Uromodulin in kidney injury: an instigator, bystander, or protector?

Abstract

Uromodulin, also known as Tamm-Horsfall protein, is a glycoprotein expressed exclusively by renal tubular cells lining the thick ascending limb of the loop of Henle. Although the physiologic functions of this protein remain elusive, significant progress has been made during the last decade that highlights the importance of uromodulin in the pathophysiology of various diseases, such as medullary cystic kidney disease, urinary tract infections, and nephrolithiasis. Meanwhile, there is renewed interest in the role of uromodulin in kidney injury, both acute and chronic. In this article, we review the existing evidence that supports a role for uromodulin in acute kidney injury, chronic kidney disease, and renal inflammation. Contrary to the conventional view of uromodulin as an instigator in kidney injury, new data from uromodulin knockout mice show a protective role for this protein in acute kidney injury, possibly through downregulating interstitial inflammation. In chronic kidney disease, uromodulin excretion, when adjusted for kidney function, is increased; the significance of this is unclear. Although it has been suggested that uromodulin exacerbates progressive kidney injury, we propose that the elevation in uromodulin secretion is instead reactive to injury and reflects an increase of uromodulin in the renal parenchyma, where it slows the injury process.

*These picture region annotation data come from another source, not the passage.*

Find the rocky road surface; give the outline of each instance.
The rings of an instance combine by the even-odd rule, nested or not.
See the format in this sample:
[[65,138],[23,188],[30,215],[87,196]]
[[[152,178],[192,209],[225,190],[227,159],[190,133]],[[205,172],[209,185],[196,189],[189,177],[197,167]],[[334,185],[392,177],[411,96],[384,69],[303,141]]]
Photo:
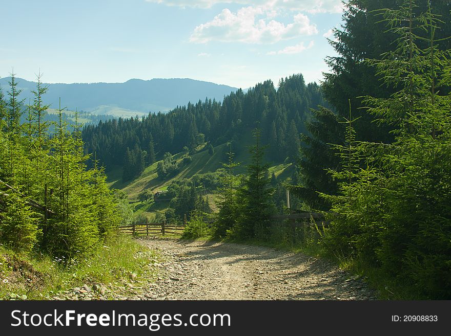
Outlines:
[[300,253],[231,243],[142,239],[166,260],[154,300],[368,300],[361,279]]
[[[58,293],[63,300],[373,300],[363,279],[301,253],[231,243],[145,238],[160,254],[144,279]],[[156,275],[155,275],[156,274]]]

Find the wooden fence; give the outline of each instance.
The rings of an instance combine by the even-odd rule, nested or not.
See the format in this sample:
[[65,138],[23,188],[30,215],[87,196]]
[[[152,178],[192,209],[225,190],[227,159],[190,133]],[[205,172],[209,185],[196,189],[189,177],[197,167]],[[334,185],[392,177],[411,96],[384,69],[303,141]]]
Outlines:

Figure 1. Conceptual model of the uromodulin-dependent protective cross-talk in Acute Kidney Injury (AKI)

This figure represents a cross-section of the outer medulla, where thick ascending limb (TAL), and S3 segments of the proximal tubules are contiguous. During AKI, S3 segments are predominantly injured, and express several pro-inflammatory factors. Path 1 illustrates a direct role of basolateral released uromodulin in down-regulating inflammatory signaling in neighboring S3 segments. Path 2 shows the possibility of a secondary paracrine mediator, released by the TAL in a uromodulin-dependent process with the net effect of protecting neighboring tubule. Path 3 shows a possible “hybrid” mechanism, whereby the protective effect of uromodulin depends on its interaction with an interstitial cell (IC), which in turn regulates or inhibits inflammatory signaling in S3 segments.

Figure 2. Measurement of urinary uromodulin in the form of an index

The interpretation of this index depends on the clinical context: no kidney disease, at risk for kidney disease, and established disease. In patients with normal kidney function and no risk factors for kidney disease, a low index could suggest susceptibility to acute kidney injury (AKI) (reference 34). In patients with established risk factors for chronic kidney disease (CKD), such as diabetes mellitus, a high index could be reactive to subtle injury, and thereby predict the development of CKD (reference 85). In patients with established CKD, a high index could signal ongoing injury and further progression. However, in very advanced disease, a low index could imply depletion of tubular reserves and progression to end-stage. Abbreviations: GFR, glomerular filtration rate.

Figure 3. Possible mechanisms whereby uromodulin can modulate chronic injury

(A) a possible role of apical uromodulin in maintaining the integrity of the thick ascending limb (TAL) by forming a protective layer at the apex of TAL. Uromodulin may also regulate the function of some ion channels and transporters (references –8, 84). If injury affects the normal sorting or function of uromodulin at the apical membrane, a breach of TAL integrity and significant electrolyte dysregulation can occur. Panel B illustrates a pro-inflammatory role of uromodulin. Chronic injury can lead to increased basolateral/interstitial uromodulin (1). In this location, uromodulin can stimulate inflammatory signaling (2) through an immunologic response, thereby aggravating injury (3) and promoting subsequent fibrosis. Panel C shows the possibility that uromodulin has a protective role in chronic injury. A persistent inflammatory response during chronic injury (1) can stimulate the release of basolateral/interstitial uromodulin (2). This reactive increase of uromodulin in the interstitium serves to counter the inflammatory response and limit its progression (3). Supportive data for this model are derived from acute injury experiments on uromodulin knockout mice.